If it has a loop inside a loop over the same list → O(n²) → doubling the list makes the work about 4× bigger.
If it sorts a list → O(n log n) → grows a bit faster than linear, but much less than quadratic.
So Big O tells you how well your algorithm scales as your data grows.
✅ Answers for Dev Dungeon Quiz
| Question | Better | Function Reason |
|---|---|---|
| 1 | B | O(n) vs O(n log n) |
| 2 | B | O(1) average for isset vs O(n) for in_array |
| 3 | B | count() in PHP is O(1); manual loop is O(n) |
Answer to 1:
- maxA sorts the whole array first. Sorting compares many elements and takes a lot of extra work.

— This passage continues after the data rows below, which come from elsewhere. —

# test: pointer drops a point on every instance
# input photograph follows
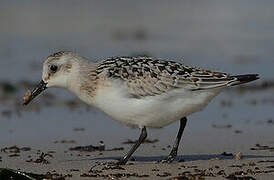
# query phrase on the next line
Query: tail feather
(241, 79)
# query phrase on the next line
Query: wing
(146, 76)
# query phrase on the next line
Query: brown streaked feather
(146, 76)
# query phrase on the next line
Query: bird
(141, 92)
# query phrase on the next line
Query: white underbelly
(152, 111)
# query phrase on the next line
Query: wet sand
(49, 137)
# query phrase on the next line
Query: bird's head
(56, 73)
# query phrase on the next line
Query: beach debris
(27, 96)
(14, 149)
(238, 132)
(65, 142)
(227, 126)
(41, 159)
(78, 129)
(239, 156)
(129, 141)
(164, 174)
(259, 147)
(226, 154)
(89, 148)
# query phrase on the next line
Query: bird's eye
(53, 68)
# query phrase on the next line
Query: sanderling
(137, 91)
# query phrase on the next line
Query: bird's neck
(83, 82)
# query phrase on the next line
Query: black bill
(35, 92)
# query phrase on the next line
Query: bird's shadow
(183, 158)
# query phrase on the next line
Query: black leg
(172, 155)
(141, 139)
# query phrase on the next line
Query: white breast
(152, 111)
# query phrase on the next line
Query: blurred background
(231, 36)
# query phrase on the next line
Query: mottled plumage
(137, 91)
(147, 76)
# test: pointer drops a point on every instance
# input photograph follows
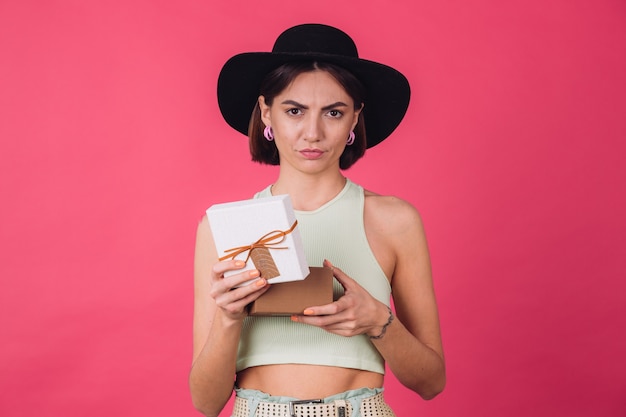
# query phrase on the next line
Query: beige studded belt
(374, 406)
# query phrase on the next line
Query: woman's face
(311, 119)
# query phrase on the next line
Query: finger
(221, 267)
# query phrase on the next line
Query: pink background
(112, 147)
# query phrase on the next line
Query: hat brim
(387, 90)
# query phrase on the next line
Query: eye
(335, 113)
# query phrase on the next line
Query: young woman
(315, 108)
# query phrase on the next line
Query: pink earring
(351, 137)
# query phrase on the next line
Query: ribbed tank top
(336, 232)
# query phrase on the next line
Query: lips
(312, 153)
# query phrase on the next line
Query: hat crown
(317, 39)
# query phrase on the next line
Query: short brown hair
(264, 151)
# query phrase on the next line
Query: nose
(313, 131)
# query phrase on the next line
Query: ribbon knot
(268, 240)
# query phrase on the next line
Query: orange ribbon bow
(266, 241)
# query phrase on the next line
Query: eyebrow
(302, 106)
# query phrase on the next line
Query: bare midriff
(306, 381)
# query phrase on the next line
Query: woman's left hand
(354, 313)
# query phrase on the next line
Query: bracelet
(384, 330)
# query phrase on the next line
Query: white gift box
(264, 233)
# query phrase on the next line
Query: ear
(265, 111)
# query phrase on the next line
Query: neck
(309, 192)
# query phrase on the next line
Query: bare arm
(412, 343)
(219, 310)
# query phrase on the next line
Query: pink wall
(112, 146)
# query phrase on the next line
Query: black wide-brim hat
(387, 90)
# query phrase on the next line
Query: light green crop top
(335, 232)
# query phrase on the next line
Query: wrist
(383, 330)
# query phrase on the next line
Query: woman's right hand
(230, 296)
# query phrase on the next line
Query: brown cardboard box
(287, 298)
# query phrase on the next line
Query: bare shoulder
(394, 214)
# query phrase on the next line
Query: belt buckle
(292, 404)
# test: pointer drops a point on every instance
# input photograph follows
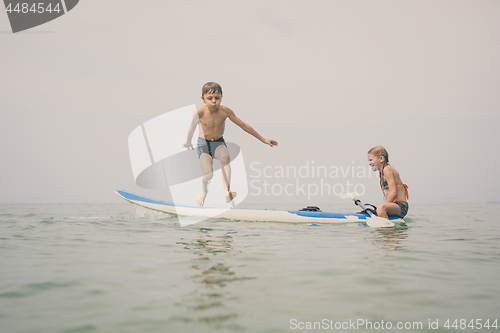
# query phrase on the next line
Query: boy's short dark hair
(211, 88)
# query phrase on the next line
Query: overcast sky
(327, 79)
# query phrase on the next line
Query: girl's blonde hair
(380, 151)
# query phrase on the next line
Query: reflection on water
(391, 238)
(208, 303)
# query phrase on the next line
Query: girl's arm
(249, 129)
(391, 182)
(192, 127)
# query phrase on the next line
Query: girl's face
(212, 100)
(376, 162)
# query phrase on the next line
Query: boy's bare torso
(212, 123)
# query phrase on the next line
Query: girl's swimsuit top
(384, 185)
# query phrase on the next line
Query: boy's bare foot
(200, 200)
(230, 196)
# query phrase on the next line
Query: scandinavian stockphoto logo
(160, 162)
(26, 14)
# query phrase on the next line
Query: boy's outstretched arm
(191, 130)
(249, 129)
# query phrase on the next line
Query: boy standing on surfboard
(212, 119)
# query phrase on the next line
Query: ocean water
(122, 268)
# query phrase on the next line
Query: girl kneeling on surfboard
(395, 192)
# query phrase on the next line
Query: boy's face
(212, 100)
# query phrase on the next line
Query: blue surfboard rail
(314, 214)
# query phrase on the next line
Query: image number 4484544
(26, 14)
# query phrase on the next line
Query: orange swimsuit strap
(406, 189)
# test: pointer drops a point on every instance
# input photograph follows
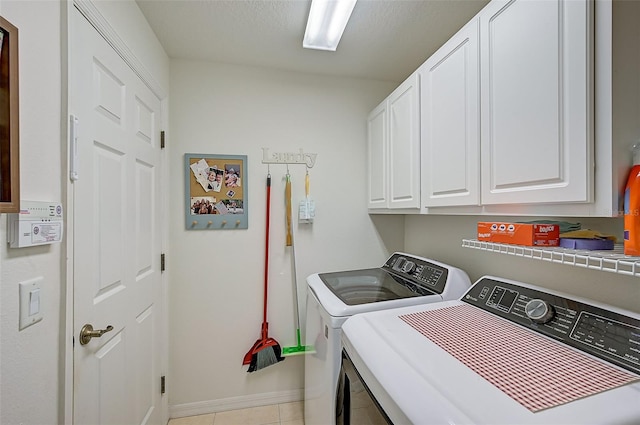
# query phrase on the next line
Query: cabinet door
(535, 95)
(404, 145)
(377, 157)
(450, 119)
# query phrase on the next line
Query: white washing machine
(505, 353)
(332, 298)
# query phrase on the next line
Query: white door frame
(92, 13)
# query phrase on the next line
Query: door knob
(87, 332)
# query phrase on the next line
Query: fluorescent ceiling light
(326, 23)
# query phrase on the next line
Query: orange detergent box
(530, 234)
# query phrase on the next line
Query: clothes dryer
(506, 353)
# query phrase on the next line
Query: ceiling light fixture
(326, 23)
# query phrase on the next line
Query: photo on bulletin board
(216, 192)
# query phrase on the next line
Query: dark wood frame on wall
(9, 122)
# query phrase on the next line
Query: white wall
(30, 378)
(440, 238)
(217, 275)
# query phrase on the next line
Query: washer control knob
(539, 311)
(408, 266)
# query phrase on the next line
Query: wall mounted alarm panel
(37, 223)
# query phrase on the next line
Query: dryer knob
(539, 311)
(408, 266)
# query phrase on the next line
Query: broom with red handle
(266, 351)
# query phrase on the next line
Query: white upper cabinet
(536, 92)
(394, 150)
(450, 122)
(377, 145)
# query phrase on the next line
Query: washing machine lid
(404, 279)
(366, 286)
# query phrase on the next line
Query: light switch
(34, 302)
(30, 299)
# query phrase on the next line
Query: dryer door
(354, 402)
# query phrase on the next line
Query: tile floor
(276, 414)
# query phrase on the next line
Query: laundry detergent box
(530, 234)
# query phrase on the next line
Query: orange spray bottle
(632, 207)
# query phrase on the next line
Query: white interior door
(116, 236)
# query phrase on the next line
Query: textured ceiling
(384, 39)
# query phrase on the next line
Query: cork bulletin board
(216, 192)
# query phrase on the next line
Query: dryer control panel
(600, 332)
(425, 275)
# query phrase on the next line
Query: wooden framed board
(216, 192)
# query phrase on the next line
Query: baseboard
(233, 403)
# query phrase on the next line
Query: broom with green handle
(299, 348)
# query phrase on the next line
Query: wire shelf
(610, 261)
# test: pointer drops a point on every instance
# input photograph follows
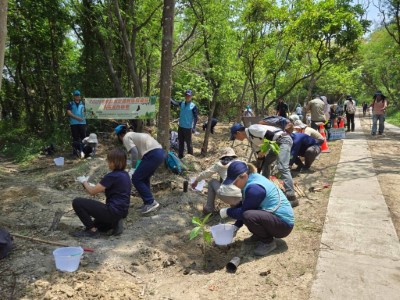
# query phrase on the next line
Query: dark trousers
(141, 178)
(78, 132)
(350, 122)
(309, 156)
(185, 135)
(265, 225)
(86, 209)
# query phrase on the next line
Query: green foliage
(201, 229)
(269, 145)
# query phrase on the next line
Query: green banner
(121, 108)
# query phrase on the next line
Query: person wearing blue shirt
(97, 216)
(188, 116)
(303, 146)
(77, 121)
(265, 210)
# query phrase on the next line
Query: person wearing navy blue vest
(77, 121)
(187, 123)
(265, 210)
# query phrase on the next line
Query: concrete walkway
(359, 254)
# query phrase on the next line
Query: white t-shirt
(143, 141)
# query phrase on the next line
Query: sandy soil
(153, 258)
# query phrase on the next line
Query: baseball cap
(235, 127)
(228, 151)
(299, 124)
(119, 128)
(235, 169)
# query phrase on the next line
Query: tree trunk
(3, 32)
(166, 73)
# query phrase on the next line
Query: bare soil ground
(153, 258)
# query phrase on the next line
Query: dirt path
(153, 258)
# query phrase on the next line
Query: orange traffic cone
(324, 146)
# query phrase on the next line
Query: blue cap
(235, 127)
(235, 169)
(119, 128)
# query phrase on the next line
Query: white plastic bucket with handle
(59, 161)
(67, 258)
(223, 234)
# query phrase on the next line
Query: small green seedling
(269, 145)
(201, 229)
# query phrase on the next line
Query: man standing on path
(350, 109)
(282, 108)
(316, 107)
(187, 123)
(76, 114)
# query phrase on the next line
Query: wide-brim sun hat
(228, 151)
(235, 169)
(92, 138)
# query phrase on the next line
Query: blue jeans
(285, 145)
(141, 178)
(375, 119)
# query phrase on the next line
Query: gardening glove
(82, 179)
(223, 213)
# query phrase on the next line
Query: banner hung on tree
(121, 108)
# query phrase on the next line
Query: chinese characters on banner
(121, 108)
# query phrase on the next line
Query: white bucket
(223, 234)
(68, 258)
(59, 161)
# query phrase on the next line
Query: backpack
(276, 121)
(350, 108)
(5, 243)
(174, 164)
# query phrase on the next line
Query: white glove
(223, 213)
(82, 179)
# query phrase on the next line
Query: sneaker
(86, 233)
(263, 248)
(150, 207)
(119, 228)
(251, 240)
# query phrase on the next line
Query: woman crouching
(265, 210)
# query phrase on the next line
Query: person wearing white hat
(90, 145)
(229, 194)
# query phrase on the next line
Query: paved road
(360, 252)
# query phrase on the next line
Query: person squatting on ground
(350, 109)
(229, 194)
(77, 121)
(265, 210)
(256, 134)
(145, 147)
(188, 116)
(214, 122)
(378, 112)
(117, 188)
(303, 128)
(317, 108)
(304, 146)
(90, 145)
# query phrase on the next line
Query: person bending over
(265, 210)
(229, 194)
(97, 216)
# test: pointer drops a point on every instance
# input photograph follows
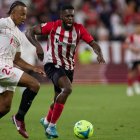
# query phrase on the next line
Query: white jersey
(134, 41)
(11, 40)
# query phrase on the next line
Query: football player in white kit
(11, 76)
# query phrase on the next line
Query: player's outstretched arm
(30, 34)
(26, 66)
(98, 51)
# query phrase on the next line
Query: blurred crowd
(105, 19)
(109, 21)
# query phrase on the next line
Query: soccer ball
(83, 129)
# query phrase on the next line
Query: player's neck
(66, 28)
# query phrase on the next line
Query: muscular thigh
(9, 78)
(26, 80)
(6, 97)
(59, 76)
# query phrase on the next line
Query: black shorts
(133, 65)
(55, 73)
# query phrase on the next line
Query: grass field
(114, 115)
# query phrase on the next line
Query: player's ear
(61, 14)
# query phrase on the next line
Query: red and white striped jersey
(61, 44)
(134, 41)
(10, 38)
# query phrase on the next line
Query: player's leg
(27, 97)
(60, 80)
(59, 105)
(130, 79)
(137, 78)
(46, 120)
(5, 102)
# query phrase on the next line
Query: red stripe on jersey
(11, 40)
(131, 38)
(53, 47)
(60, 47)
(77, 41)
(68, 49)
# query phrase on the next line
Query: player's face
(68, 18)
(19, 15)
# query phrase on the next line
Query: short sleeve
(3, 23)
(47, 27)
(130, 39)
(85, 35)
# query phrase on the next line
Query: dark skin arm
(24, 65)
(30, 34)
(98, 51)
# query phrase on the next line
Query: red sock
(57, 110)
(138, 79)
(130, 81)
(49, 115)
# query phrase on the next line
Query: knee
(67, 90)
(35, 86)
(6, 109)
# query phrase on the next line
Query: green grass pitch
(114, 115)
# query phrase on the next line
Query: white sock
(51, 124)
(46, 121)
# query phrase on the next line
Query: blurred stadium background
(114, 115)
(109, 21)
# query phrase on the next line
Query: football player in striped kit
(11, 76)
(132, 43)
(63, 37)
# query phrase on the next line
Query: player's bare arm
(24, 65)
(98, 51)
(30, 34)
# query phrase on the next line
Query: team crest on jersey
(14, 42)
(43, 24)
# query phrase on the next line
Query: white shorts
(9, 77)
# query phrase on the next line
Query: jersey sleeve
(85, 35)
(47, 27)
(130, 39)
(2, 23)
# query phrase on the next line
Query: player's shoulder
(130, 38)
(78, 25)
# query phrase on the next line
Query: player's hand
(40, 53)
(40, 71)
(100, 59)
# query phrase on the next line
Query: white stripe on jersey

- maxB just looks at each element once and keeps track of the biggest.
✅ Better: maxB — it scales linearly (O(n)) instead of O(n log n).
Answer to 2:
- existsA goes through the list item by item until it finds $x (like checking every box in a row).
- existsB uses an associative array (a hash map), where PHP can jump straight to the right box using the key.
✅ Better: existsB — constant-time lookup (O(1)) instead of scanning (O(n)).
Answer to 3:
- countA loops through every element to count them one by one.
- countB calls PHP’s built-in count() function, which already knows how many items are in the array (PHP stores the count internally).
✅ Better: countB — instant result (O(1)) vs looping through all items (O(n)).
Miscellaneous voting
rgb() formatting rules
Question was raised in a GitHub discussion.
The rgba() functional notation is an alias for rgb(). They are exactly equivalent. It is recommended to use rgb().
While using Bootstrap Framework up to v5 (current) the preferred:
background: rgb(0, 51, 136, 10%);
In all other cases this should usually be the preferred way:
background: rgb(0 51 136 / 10%);
Bootstrap v6 needs to be verified on release, if new style can apply. Current dev at least uses new markup, too. 🤞
Prefer written out null and false (!) notation
Recommend as it makes code better readable:
- protected ?string $var
+ protected string|null $var
- if (!$condition)
+ if ($condition === false)
Dungeon Pick
That boolean should probably be something else. Read here.
The blog post argues that booleans are overused in data design—many fields stored as booleans are actually better served as more expressive types, like datetimes or enums. It suggests that using richer types improves system clarity, extensibility, and makes it easier to evolve code later. Booleans still have a place — especially as temporary results of conditionals or short-lived logic — but we should think more carefully before committing to them as persistent data types.